Además, por ser oriundo del Huila ―la tierra donde nació el padre Pedro María― conozco desde niño cómo su fama de mártir nacida desde el momento de su sacrificio el 10 de abril de 1948 y los múltiples testimonios acerca de grandes favores, se fueron arraigando en la fe de miles de personas. Esto se transmitió a diferentes generaciones y durante siete décadas, hombres y mujeres de todas las clases sociales, esperaron con paciencia el reconocimiento oficial de “su santo”, el cual, luego de tres pontificados y un complejo proceso canónico de 29 años, se hizo realidad gracias al papa Francisco.

-Usted afirma que ha estado investigando el tema desde hace 18 meses, ¿cuáles han sido sus principales hallazgos o sorpresas?

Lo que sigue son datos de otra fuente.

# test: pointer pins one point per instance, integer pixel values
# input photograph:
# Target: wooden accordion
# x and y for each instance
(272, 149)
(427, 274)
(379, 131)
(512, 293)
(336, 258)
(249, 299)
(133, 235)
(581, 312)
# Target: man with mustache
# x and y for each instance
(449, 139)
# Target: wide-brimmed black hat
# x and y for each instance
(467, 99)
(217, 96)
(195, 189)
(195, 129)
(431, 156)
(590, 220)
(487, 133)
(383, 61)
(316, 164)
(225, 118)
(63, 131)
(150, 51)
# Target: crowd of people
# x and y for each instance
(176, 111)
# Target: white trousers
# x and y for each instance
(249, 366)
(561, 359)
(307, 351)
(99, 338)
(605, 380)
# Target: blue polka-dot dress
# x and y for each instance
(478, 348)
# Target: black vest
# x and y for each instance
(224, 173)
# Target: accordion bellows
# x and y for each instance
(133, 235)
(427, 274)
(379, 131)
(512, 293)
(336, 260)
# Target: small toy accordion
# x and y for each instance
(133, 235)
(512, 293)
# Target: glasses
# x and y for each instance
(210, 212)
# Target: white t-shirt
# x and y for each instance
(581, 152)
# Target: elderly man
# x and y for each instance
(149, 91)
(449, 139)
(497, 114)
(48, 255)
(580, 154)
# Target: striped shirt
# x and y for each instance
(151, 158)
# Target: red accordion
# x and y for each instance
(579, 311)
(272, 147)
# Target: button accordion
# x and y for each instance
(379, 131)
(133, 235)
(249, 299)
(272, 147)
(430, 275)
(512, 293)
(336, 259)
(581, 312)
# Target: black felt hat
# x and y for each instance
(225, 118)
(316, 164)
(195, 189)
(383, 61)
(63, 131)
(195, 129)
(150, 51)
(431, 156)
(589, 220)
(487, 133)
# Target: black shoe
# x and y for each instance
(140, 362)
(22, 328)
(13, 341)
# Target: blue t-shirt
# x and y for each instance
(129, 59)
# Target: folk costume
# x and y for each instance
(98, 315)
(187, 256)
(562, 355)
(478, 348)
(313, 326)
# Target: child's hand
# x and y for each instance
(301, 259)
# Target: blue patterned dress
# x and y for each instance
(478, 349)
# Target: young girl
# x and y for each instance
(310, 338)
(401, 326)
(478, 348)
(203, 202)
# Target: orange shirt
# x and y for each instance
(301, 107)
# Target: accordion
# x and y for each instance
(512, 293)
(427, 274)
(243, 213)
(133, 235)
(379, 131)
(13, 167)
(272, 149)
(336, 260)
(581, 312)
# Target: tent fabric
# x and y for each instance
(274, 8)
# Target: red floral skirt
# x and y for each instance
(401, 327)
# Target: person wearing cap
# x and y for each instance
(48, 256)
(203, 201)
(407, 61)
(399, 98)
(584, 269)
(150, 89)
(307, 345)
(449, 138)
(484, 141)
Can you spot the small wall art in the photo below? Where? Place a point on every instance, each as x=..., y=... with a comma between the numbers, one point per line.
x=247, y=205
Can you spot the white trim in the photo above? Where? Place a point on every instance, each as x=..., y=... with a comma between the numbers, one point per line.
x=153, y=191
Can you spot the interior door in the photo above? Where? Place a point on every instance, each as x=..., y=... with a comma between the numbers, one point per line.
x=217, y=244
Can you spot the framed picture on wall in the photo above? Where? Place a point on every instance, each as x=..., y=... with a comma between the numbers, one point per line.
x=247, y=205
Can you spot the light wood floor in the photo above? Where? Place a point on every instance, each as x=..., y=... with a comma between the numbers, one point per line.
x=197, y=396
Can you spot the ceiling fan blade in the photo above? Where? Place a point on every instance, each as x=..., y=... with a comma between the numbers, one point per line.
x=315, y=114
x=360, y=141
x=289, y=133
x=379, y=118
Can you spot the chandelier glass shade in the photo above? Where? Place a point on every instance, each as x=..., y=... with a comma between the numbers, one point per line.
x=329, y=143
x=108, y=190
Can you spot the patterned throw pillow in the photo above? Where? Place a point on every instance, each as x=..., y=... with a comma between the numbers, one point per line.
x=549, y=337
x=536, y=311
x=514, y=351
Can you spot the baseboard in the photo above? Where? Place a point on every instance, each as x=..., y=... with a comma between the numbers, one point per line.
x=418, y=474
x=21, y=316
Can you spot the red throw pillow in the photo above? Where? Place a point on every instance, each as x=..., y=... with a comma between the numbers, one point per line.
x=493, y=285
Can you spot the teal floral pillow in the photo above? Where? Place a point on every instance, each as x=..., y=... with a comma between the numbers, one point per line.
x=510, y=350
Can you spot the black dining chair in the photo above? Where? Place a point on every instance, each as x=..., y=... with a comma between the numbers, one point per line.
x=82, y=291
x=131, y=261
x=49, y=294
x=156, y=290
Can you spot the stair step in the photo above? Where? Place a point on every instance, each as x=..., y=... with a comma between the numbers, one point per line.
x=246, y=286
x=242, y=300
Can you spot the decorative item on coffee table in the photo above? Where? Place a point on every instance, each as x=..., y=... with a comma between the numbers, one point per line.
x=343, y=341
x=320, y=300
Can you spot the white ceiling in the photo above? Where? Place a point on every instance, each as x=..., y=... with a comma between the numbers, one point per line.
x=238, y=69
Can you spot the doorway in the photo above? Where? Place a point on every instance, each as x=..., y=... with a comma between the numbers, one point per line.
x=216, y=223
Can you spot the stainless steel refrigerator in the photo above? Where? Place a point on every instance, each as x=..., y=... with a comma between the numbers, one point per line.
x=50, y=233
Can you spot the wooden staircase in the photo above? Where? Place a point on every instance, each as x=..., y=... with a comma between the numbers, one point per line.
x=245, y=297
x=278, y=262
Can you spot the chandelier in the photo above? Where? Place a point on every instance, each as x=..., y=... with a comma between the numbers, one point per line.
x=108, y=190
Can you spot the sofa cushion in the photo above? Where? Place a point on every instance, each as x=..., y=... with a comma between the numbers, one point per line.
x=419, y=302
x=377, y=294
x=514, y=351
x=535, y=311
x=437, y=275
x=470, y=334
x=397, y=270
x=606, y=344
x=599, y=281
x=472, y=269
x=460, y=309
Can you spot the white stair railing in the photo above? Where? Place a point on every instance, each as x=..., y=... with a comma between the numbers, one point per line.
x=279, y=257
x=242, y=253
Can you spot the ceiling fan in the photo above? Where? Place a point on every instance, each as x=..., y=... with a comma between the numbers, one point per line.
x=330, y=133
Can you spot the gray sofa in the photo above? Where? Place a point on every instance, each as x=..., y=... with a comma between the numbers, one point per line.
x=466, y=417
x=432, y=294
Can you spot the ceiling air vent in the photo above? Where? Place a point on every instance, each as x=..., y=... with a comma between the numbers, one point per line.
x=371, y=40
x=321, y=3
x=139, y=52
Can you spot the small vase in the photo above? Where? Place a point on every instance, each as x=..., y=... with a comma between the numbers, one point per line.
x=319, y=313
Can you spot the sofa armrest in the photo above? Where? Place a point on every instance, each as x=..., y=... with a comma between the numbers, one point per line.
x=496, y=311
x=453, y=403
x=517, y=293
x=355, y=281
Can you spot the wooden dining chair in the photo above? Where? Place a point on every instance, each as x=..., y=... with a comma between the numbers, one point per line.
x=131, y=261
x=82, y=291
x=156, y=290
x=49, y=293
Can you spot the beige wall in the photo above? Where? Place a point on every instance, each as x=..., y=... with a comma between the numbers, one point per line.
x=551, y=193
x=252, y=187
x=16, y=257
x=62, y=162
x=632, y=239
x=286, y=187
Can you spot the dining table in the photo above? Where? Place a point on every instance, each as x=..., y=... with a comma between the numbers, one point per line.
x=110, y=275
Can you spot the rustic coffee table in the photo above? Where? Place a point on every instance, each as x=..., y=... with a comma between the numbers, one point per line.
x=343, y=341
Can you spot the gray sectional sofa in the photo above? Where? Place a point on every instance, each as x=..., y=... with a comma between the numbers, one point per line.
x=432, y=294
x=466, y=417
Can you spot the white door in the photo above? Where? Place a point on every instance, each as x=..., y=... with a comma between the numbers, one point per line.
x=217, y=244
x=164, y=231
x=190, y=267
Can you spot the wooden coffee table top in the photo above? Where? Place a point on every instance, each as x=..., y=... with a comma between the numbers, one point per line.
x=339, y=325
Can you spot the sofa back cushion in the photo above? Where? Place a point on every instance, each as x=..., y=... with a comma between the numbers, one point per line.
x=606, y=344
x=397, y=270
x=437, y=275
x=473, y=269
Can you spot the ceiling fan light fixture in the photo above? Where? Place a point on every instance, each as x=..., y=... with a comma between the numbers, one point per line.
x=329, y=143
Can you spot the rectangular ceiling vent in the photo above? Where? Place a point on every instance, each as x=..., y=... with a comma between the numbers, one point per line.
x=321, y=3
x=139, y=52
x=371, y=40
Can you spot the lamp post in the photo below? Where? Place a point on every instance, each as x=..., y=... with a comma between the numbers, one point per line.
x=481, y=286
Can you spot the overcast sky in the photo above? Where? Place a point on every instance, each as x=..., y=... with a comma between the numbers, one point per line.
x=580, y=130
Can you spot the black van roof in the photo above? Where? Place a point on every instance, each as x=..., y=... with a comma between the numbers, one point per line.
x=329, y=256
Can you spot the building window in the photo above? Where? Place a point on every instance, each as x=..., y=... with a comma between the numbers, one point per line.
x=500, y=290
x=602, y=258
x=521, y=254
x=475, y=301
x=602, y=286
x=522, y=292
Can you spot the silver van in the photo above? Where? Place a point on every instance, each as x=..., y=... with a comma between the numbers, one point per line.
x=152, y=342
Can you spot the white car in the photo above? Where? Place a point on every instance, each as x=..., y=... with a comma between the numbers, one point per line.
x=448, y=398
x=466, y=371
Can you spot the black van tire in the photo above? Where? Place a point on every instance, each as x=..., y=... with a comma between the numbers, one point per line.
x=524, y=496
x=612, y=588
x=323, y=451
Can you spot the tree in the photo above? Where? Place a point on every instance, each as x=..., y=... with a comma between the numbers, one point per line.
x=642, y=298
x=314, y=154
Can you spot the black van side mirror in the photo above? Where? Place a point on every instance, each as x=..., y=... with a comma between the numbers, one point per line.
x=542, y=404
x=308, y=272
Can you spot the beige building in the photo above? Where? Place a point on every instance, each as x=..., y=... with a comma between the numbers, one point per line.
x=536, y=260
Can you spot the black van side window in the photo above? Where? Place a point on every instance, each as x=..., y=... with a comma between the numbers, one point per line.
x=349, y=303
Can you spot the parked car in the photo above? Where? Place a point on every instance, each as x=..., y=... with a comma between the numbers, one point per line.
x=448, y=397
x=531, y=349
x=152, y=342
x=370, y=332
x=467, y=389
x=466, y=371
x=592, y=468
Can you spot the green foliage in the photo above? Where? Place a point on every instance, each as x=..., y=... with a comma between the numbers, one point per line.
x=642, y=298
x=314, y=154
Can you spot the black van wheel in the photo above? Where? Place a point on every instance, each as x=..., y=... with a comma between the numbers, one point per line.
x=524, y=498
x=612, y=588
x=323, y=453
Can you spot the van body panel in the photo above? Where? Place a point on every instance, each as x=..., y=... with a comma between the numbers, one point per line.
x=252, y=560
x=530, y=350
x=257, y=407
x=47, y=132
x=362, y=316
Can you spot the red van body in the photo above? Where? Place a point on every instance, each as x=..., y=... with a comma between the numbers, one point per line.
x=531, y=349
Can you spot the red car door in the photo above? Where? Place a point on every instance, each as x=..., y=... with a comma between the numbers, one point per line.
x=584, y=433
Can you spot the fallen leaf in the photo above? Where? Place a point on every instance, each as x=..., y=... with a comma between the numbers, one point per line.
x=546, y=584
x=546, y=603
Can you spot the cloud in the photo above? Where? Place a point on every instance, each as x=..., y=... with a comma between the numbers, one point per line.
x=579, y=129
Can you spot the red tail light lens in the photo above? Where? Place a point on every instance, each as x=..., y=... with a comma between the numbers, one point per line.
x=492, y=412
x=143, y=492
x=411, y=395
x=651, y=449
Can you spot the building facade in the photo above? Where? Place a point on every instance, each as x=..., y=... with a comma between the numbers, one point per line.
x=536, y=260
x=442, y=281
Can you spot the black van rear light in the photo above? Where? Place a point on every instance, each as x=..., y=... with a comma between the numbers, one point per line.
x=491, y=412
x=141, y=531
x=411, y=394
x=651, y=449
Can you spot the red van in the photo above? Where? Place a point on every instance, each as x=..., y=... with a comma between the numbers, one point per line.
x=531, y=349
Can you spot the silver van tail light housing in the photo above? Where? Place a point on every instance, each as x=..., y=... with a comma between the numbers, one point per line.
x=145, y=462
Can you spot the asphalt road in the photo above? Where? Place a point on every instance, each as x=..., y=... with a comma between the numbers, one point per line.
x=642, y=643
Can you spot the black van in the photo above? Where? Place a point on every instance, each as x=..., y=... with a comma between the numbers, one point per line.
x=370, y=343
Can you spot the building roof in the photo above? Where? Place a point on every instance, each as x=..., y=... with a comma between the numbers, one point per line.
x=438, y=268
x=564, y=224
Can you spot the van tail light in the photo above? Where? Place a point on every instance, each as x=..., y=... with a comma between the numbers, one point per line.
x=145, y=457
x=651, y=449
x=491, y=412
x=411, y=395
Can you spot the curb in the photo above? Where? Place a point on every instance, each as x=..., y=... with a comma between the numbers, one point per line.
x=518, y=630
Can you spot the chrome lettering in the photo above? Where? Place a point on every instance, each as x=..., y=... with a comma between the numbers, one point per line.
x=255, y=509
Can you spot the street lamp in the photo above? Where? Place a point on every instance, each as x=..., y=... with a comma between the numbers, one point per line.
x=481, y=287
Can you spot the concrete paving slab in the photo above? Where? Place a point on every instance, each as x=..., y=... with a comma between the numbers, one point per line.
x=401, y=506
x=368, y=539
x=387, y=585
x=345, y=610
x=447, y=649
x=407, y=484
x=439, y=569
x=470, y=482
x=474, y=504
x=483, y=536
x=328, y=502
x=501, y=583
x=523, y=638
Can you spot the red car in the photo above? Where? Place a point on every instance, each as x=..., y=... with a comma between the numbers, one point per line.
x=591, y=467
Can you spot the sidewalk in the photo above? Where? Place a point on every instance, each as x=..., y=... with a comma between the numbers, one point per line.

-Durante años existió la leyenda urbana de que por culpa de una imprecación proferida por el padre contra Armero poco antes de morir aquel pueblo del Tolima fue arrasado en 1985 por la avalancha del volcán-nevado del Ruiz en la que murieron unas 25 mil personas. Yo pruebo que sí hubo maldición, pero que ella no fue lanzada por el Mártir sino por un obispo y otro sacerdote. Los documentos y testimonios prueban, además, que pese a las evidentes amenazas de muerte en su contra, el cura en lugar de maldecir a los habitantes de Armero, los bendijo varias veces. Sus últimas palabras fueron de clemencia y bendiciones para sus agresores y aquellos que durante su ejercicio pastoral lo habían atacado con saña solo por divulgar el Evangelio.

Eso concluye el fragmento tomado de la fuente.